Only after those pieces line up does the Corps recommend to Congress whether to expand the harbor at all. Approval there is not a formality. It is the gate that decides whether the project exists.
The Buildout Behind the Berths
The channel study does not stand alone. GPA is spending across the network so the landside can keep pace with whatever depth the river ends up at, and several of those pieces are already in the ground.
- Five new container berths are on the way at the Port of Savannah, adding ship-handling capacity at the dock.
- The new Gainesville Inland Port extends the port’s reach inland by rail, pulling boxes off coastal roads.
- A $44.5 million U.S. Customs inspection warehouse came online at Garden City Terminal in 2025, more than doubling federal inspection space to 300,000 square feet with refrigerated capacity for agricultural imports.
- Multiple Georgia Department of Transportation projects feed the highway and rail links around the terminals.
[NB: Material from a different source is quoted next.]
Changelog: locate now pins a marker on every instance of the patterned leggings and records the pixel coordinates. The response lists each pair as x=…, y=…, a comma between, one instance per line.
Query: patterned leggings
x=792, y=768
Cold cargo is part of why that warehouse matters. Savannah’s frozen poultry export growth leans on exactly this kind of refrigerated handling, and you can track the wider container picture through the authority’s port traffic statistics. Deepening the channel without the berths, rail and inspection space behind it would just move the bottleneck onshore.
Section 203 and the Bet on Speed
The Study Sponsor Leads, the Corps Signs Off
The choice of Section 203 is the most telling detail. Under that authority, the non-federal sponsor, in this case GPA, leads the feasibility study itself instead of waiting in line for the Corps to schedule and run it. The Corps still provides technical help and keeps final review and approval, including the environmental and economic findings. The idea is to compress the front end, the years of analysis that pushed SHEP so far behind its own design.
The Clock That Beat the Last Project
That is the bet GPA is placing. Board Chairman Alec Poitevint framed the filing as getting ahead of demand rather than reacting to it, calling it a proactive step to keep the Port of Savannah competitive. The math points the same way. A port serving 16,000-TEU ships in a channel built for half that size loses cargo per call and time on the tide, and every year of delay widens the gap with deeper rivals.
The path from here is long and fixed. The study has to land, the Corps has to recommend deepening to Congress, lawmakers have to authorize it, and federal and non-federal money has to follow before a single dredge boat moves. SHEP needed more than two decades to walk that route. The ships did not wait then, and there is no sign they will wait now.